O ano de 2025 consolidou a Apple Silicon como a “menina dos olhos” do setor corporativo. De startups a gigantes globais, companhias aceleraram a adoção de Macs, iPhones, iPads — e até dos primeiros lotes do Vision Pro — em busca de desempenho, segurança e menor custo total de operação (TCO). Mas, segundo executivos de gestão de dispositivos e mobilidade empresarial ouvidos pelo portal Computerworld, o verdadeiro divisor de águas para 2026 será a forma como a Apple encaixará Inteligência Artificial (IA) no dia a dia dos negócios.
Apple Silicon: de diferencial de nicho a padrão de mercado
Desde a estreia dos chips M1 em 2020, cada geração trouxe saltos consistentes de performance por watt. O MacBook Air com M4, lançado em março de 2025, entregou:
- CPU 25% mais rápida que o M3 e até 5× superior a notebooks Intel Core i7 de mesma faixa de preço.
- Neural Engine de 38 TOPS (Tera Operações por Segundo) dedicado a tarefas de IA on-device, sem mandar dados sensíveis para a nuvem.
- Autonomia de até 20 h — praticamente um expediente duplo sem tomada.
Com esses números, o modelo ganhou o apelido de “pro que cabe no orçamento” entre equipes de TI. Na SAP, por exemplo, os Macs já somam 54 mil unidades (cerca de 50 % do quadro global), e os chamados de suporte despencaram.
Gestão de dispositivos: MDM mais aberto, DDM e padronização de versões
Outro passo importante foi a evolução do Declarative Device Management (DDM), que dá mais automação e granularidade aos administradores. A funcionalidade já cobre visores, iPhones, iPads e até os óculos Vision Pro, permitindo compliance unificado.
A Apple também adotou a nomenclatura linear “iOS 26”, “macOS 26”, “visionOS 26”, facilitando o inventário de grandes frotas — um pedido antigo de times de TI.
IA: oportunidade (e pressão) para 2026
Se 2025 foi o ano do hardware, 2026 deve ser o ano do Apple Intelligence. Executivos da Jamf, MacStadium e JumpCloud concordam que a gigante de Cupertino atrasou propositalmente a corrida de IA para garantir privacidade, mas agora precisa mostrar serviço:
- Experiência local: chips M-series já rodam modelos generativos leves sem drenar bateria, algo que PCs x86 ainda penam para oferecer.
- Privacidade corporativa: processar dados sensíveis no próprio dispositivo evita vazamento em servidores externos, ponto crítico para setores regulados.
- Integração com identidade: recursos como Platform SSO ainda exigem melhorias para casar Mac, iPad e serviços de nuvem de terceiros.
Apesar de avanços, gestores notam que o assistente Siri/Apple Intelligence ainda perde em flexibilidade para rivais como Microsoft Copilot e Gemini. Rumores de uma parceria estratégica com o Google são vistos como sinal de que a Apple pretende preencher essa lacuna.
Imagem: Jny Evans
Logística, novos formatos e o “reino do dobrável”
Nem tudo são flores. O iPhone 17 enfrentou filas de espera de até 90 dias após o lançamento, evidenciando gargalos de cadeia de suprimentos. Além disso, o Vision Pro ainda busca “killer apps” corporativos, embora companhias como SAP já testem 100 unidades para treinamentos imersivos.
Para 2026, fontes do setor apostam em:
- Mac ou iPad com tela dobrável de 20-something polegadas, abrindo novas possibilidades de mobilidade para designers e desenvolvedores.
- Dispositivos vestíveis focados em IA contextual (leia-se: menos óculos futuristas, mais “bots de bolso”).

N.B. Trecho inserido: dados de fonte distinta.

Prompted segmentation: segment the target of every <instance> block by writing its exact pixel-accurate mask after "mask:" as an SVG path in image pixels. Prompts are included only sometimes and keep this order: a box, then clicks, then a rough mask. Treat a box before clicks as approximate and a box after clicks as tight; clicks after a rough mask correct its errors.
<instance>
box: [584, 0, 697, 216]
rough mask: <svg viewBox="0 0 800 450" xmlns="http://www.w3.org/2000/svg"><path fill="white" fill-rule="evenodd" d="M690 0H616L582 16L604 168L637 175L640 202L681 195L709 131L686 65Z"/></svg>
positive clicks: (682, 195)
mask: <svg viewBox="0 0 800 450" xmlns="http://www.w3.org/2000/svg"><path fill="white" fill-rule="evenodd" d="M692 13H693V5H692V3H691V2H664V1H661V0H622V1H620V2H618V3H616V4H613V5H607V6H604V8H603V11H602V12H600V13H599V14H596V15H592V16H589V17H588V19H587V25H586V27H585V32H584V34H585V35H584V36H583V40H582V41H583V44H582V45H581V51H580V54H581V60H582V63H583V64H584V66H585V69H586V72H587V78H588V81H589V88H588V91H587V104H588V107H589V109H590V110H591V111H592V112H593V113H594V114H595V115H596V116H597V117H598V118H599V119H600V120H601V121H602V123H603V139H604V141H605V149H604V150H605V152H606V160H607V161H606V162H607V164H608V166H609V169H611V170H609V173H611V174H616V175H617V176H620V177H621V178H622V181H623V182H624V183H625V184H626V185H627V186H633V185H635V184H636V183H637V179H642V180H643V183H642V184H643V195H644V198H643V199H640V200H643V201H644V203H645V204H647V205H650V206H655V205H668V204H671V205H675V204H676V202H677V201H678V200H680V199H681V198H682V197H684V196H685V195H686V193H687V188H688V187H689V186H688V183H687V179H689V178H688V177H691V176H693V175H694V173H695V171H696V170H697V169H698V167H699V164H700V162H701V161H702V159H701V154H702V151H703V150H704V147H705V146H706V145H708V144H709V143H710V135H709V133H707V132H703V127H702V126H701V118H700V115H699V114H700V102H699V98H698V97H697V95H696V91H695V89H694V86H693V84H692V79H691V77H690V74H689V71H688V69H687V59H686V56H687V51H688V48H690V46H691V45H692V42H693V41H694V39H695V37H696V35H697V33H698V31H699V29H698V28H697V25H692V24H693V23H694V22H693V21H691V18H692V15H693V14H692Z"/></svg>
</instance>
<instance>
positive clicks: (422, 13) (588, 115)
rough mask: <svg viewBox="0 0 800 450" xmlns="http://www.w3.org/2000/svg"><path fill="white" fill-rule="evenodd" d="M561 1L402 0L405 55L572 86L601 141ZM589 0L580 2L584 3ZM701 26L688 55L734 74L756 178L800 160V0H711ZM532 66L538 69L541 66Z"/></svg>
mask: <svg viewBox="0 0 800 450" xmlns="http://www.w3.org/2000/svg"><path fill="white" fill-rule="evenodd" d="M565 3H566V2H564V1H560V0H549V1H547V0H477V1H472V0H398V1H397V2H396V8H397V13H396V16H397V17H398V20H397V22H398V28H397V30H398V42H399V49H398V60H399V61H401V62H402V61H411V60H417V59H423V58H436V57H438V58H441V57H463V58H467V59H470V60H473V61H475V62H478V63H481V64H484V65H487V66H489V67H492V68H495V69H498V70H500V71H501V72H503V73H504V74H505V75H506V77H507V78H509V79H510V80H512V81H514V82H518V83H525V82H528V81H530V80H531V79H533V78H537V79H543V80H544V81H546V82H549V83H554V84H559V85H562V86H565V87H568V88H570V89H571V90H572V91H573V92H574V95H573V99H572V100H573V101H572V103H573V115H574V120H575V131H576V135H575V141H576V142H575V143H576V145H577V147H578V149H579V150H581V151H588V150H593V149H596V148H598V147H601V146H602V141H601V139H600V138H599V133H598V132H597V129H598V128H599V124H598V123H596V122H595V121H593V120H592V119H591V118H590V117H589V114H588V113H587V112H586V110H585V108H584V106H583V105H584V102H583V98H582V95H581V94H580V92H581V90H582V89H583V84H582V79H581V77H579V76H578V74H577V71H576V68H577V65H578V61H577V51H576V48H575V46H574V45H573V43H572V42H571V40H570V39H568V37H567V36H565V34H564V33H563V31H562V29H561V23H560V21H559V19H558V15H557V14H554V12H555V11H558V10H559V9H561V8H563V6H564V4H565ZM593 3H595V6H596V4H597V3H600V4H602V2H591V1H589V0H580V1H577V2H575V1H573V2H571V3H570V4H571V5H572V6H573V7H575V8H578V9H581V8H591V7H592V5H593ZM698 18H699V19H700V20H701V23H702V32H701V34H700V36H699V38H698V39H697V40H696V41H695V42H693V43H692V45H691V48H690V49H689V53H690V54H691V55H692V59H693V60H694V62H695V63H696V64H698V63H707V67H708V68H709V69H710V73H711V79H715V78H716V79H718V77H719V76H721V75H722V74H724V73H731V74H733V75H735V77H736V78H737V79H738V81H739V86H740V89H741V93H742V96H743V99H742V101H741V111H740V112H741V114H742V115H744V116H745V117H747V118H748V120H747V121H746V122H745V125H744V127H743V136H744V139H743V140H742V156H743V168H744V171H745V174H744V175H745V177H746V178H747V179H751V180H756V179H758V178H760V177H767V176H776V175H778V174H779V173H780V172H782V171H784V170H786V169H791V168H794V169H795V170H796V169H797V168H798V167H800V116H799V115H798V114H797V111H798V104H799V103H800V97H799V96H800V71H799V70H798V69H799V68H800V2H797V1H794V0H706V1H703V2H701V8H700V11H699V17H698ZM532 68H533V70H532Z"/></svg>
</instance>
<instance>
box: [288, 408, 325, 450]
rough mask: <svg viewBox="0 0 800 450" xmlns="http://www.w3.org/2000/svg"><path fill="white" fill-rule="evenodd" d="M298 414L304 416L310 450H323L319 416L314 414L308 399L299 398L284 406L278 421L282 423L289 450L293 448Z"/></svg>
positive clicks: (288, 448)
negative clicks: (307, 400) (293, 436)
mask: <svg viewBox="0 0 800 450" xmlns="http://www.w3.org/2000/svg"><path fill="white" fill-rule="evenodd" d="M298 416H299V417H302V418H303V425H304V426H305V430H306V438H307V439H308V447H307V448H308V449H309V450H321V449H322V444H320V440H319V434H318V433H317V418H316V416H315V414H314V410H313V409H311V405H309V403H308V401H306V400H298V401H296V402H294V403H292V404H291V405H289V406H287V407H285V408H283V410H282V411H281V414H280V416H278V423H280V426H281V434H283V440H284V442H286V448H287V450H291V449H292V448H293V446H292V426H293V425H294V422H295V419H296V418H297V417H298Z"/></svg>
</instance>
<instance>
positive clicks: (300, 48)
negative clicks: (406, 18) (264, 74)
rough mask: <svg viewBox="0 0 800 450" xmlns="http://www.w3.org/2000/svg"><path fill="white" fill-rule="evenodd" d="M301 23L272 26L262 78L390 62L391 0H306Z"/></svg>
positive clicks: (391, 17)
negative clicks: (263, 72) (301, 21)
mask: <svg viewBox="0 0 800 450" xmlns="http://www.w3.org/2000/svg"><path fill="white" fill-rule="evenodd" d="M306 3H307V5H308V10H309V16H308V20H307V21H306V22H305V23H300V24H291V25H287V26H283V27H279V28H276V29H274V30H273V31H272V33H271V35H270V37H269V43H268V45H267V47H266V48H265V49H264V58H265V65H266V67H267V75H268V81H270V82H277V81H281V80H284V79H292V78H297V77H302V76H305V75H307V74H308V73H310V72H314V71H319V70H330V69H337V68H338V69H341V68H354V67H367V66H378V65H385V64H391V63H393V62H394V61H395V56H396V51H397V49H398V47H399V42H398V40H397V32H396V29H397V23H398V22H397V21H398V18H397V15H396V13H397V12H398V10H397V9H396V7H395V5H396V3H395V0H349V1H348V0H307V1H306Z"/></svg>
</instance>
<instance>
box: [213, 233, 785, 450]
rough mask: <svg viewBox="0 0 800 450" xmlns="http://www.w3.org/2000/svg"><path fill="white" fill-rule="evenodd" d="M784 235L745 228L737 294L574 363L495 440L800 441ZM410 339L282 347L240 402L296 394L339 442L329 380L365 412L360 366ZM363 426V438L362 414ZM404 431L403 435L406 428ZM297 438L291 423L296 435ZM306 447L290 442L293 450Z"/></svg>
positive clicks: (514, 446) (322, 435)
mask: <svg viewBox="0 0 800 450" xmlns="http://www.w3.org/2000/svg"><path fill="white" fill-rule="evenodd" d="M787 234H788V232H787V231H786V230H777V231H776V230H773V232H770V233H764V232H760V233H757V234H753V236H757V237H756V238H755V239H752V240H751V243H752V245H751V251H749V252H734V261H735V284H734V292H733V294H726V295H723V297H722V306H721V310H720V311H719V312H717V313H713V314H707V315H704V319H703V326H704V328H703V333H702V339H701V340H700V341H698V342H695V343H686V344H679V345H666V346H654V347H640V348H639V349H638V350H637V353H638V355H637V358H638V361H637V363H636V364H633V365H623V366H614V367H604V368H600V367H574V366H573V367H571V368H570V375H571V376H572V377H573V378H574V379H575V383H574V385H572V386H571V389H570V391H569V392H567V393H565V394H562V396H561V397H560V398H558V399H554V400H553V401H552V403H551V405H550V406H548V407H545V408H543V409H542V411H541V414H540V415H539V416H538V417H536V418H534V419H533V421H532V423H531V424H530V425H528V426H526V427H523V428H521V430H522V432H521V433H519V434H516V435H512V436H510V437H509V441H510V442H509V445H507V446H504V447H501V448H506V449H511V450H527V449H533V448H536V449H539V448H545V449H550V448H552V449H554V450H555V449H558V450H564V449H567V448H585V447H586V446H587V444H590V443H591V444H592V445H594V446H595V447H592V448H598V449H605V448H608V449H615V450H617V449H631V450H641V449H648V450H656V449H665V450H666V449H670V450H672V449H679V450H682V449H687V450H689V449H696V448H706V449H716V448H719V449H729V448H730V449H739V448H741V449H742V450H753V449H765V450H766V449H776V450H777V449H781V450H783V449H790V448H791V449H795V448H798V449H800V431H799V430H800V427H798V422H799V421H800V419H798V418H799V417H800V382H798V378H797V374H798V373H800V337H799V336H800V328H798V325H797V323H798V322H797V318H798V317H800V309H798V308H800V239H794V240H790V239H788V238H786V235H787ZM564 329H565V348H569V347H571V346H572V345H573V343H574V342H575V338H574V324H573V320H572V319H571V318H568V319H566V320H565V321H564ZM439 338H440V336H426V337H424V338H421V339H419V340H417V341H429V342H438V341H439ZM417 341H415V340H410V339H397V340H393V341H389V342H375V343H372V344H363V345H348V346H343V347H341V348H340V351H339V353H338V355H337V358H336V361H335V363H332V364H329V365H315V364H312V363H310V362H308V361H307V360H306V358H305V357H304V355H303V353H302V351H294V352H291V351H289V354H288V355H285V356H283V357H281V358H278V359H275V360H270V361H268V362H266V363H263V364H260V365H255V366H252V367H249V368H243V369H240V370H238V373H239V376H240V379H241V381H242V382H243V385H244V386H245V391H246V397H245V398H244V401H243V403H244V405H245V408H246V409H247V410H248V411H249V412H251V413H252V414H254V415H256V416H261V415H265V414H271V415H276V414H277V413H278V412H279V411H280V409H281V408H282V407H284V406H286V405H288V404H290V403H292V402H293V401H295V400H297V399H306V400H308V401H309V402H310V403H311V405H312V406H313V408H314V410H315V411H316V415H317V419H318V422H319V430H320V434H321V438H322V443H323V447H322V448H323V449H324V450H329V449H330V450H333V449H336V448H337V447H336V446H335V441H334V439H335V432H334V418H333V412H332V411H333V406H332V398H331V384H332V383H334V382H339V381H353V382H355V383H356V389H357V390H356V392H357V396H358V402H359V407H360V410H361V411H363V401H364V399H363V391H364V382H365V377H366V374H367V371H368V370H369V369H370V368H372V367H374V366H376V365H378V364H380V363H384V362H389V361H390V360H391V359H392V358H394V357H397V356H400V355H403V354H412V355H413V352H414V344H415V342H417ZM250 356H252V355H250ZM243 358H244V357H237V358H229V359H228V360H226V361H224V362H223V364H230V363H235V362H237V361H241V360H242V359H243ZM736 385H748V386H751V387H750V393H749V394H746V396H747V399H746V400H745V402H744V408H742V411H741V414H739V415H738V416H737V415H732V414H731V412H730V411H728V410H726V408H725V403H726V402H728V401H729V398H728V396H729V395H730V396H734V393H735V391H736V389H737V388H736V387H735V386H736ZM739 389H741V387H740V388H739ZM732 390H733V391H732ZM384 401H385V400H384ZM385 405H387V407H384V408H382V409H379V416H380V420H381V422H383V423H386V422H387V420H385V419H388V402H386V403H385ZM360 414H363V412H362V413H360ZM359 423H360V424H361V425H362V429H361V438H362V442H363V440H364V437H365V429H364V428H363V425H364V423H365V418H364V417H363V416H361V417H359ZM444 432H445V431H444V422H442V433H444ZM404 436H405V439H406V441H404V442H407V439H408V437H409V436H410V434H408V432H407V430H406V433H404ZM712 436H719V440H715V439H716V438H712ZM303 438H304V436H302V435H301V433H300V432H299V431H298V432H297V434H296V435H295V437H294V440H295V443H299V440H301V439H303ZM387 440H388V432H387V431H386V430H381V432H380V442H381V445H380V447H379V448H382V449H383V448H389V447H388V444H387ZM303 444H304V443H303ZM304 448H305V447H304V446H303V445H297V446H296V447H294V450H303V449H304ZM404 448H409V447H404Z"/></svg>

Por que isso importa para você?
Se a sua empresa ainda reluta em padronizar Macs ou iPhones, os números de TCO citados por SAP, Hexnode e Fleet mostram que a conta fecha: menor taxa de falhas, ciclo de vida de até 5 anos e alto valor de revenda. Já para profissionais independentes, o MacBook Air M4 oferece potência de estação de trabalho em formato ultrafino — ideal para edição de vídeo 4K, modelagem 3D leve ou desenvolvimento de apps com modelos de IA locais.
No fim das contas, a estratégia da Apple para 2026 será pressionada por duas frentes: manter o momentum de hardware imbatível e provar que consegue democratizar a IA sem sacrificar privacidade. Se conseguir, a companhia pode transformar cada Mac, iPhone e iPad em um hub de produtividade inteligente — e isso tem tudo para mexer (de novo) no tabuleiro corporativo.